抗HIV療法(anti-retroviral therapy;ART)の進歩により、HIV陽性者の生命予後は飛躍的に改善している。しかしながら、強力なARTによっても体内のHIVを完全に除去することはできず、HIV感染症の根治は得られていない。
近年、血液悪性疾患を合併したHIV陽性者に対する同種造血幹細胞移植(hematopoietic stem cell transplantation:HSCT)によって、HIV感染症が治癒したと考えられる症例が報告されている(表1)1)-5)。
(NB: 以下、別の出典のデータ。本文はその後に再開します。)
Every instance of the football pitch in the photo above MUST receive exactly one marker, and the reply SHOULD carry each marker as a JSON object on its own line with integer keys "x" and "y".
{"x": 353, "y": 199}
これらの症例はすべて、CCケモカインレセプター 5(CCR5)をコードする1,055塩基対のうち794番目から825番目の32塩基対が欠失したΔ32のホモ接合型(CCR5Δ32/Δ32)をドナーとしたHSCTを受けている。CCR5は、HIV-1が宿主の細胞に侵入する際にCD4+分子とともにコレセプターとして働き、主に初期感染に関与するため、CCR5Δ32/Δ32をもつ人はCCR5指向性のHIV-1に自然耐性をもっていると考えられている6)。北欧では約10%がCCR5Δ32のヘテロ接合型変異をもっているが、ホモ接合型変異をもっているのは1%前後であり、世界的にはさらに少なく地域によってはほとんど存在しない7)。
本稿では、血液悪性腫瘍などの基礎疾患のあるHIV-1陽性者に対して、CCR5Δ32/Δ32の臍帯血移植を行う研究(IMPAACT P1107)、およびその研究によりHIV-1の寛解を達成した症例についての論文を紹介する。